No Prize for Second Place?
Rather than rushing to the finishing post, we should all focus on data quality by sticking to the four Cs: consistency, correctness, completeness, and credibility
Meriem Gaida |
What does it take to provide good quality data in science? A rudimentary question and yet a profoundly important one – especially for young emerging scientists at the start of their careers.
In a world bouncing between two paces – quick and quicker – our self-worth can often be driven by our ability to produce and to deliver. And though this is a natural human reaction, one should still keep in mind that faster does not always mean better – particularly in science! We must ensure that we’re producing high-quality data and not producing data for its own sake.
Good quality data entails good lab practices, and reflects the researchers’ attitude, commitment, and ethic. As researchers, we are expected to critique our own research and the research of others. We must ask relevant questions before starting any project to make sure we avoid common data pitfalls.
How can I certify the quality of my data? Well, it is simple! The data needs to satisfy the “four C’s”:
- Consistency: compatibility within each collected data point and suitability of the dataset they form for the research question.
- Correctness: the dataset contains no aberration and is relevant to the value that is measured.
- Completeness: the produced dataset does not contain missing values.
- Credibility: the produced dataset is plausible and realistic.
The temptation to overlook one or more of these rules of thumb can be strong – especially when up against a deadline and intense competition for grants and academic positions. Unfortunately, tweaking study results to achieve a statistically significant outcome is not an uncommon practice in science. In fact, according to a Nature survey, 70 percent of researchers did not manage to reproduce other scientists’ experiments and 52 percent of the participants to the survey attest to a significant reproducibility crisis in science (1).

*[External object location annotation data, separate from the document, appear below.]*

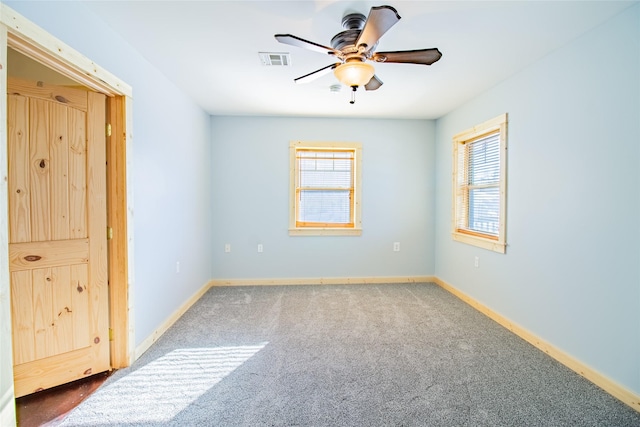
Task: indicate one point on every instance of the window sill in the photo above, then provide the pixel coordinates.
(310, 231)
(480, 242)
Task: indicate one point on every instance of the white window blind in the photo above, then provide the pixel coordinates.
(480, 193)
(480, 185)
(324, 188)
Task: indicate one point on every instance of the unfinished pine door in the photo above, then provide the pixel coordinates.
(57, 234)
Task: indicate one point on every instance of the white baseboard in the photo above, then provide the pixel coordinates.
(8, 408)
(607, 384)
(144, 345)
(322, 281)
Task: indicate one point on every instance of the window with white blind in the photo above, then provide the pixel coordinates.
(325, 188)
(480, 185)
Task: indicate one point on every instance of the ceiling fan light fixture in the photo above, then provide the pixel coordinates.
(354, 73)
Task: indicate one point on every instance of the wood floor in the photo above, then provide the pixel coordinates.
(49, 407)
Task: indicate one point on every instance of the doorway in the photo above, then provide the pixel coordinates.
(23, 37)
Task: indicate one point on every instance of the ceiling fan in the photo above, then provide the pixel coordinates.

Some practices are far too common: cherry picking, ruling out data that do not seem to reinforce the starting hypothesis; P-hacking, testing, arranging, filtering, tweaking and/or tuning of the dataset to obtain a statistically significant result; and outcome switching, altering a protocol to rule out inconclusive or negative results. The data must lead to the conclusion and not the opposite!
Recently, a Nature investigation (2) raised concerns about the manipulation of the publishing process via “paper mills” – firms that produce falsified research. The study revealed that in January 2021, 68 papers were retracted from the RSC advances journal due to allegations that they may be linked to paper mills. By March 2021, 1300 articles were identified as being fraudulent and 26 percent of them were already pulled back or stamped with expressions of concerns. This comes with no great surprise since the number of retracted articles had increased 10-fold during the previous 10 years, with fraud accounting for about 60 percent of these retractions (3). In a Nature statement, Elsevier and other publishers expressed their deep concern over paper mills, saying that what they are currently witnessing is only the tip of the iceberg – but that they’re doing their best to combat falsified research. Many journals are now implementing a stricter review process by demanding that the editors ask for the raw data and by training and hiring people to stamp out suspicious manuscripts.
Managing data responsibly and with integrity makes findings easier to share, reuse, and, most importantly, to reproduce – and data reproducibility is a cornerstone of good quality research. Finally, good quality data helps scientists improve their visibility and facilitates collaborations. It can also help speed up innovation and, perhaps even more importantly these days, restore the public’s faith in science.
Just remember: science is not meant for quick fixes!
- M Baker and D Penny, “Is there a reproducibility crisis?”, Nature, 533 (2016). DOI: doi.org/10.1038/533452A.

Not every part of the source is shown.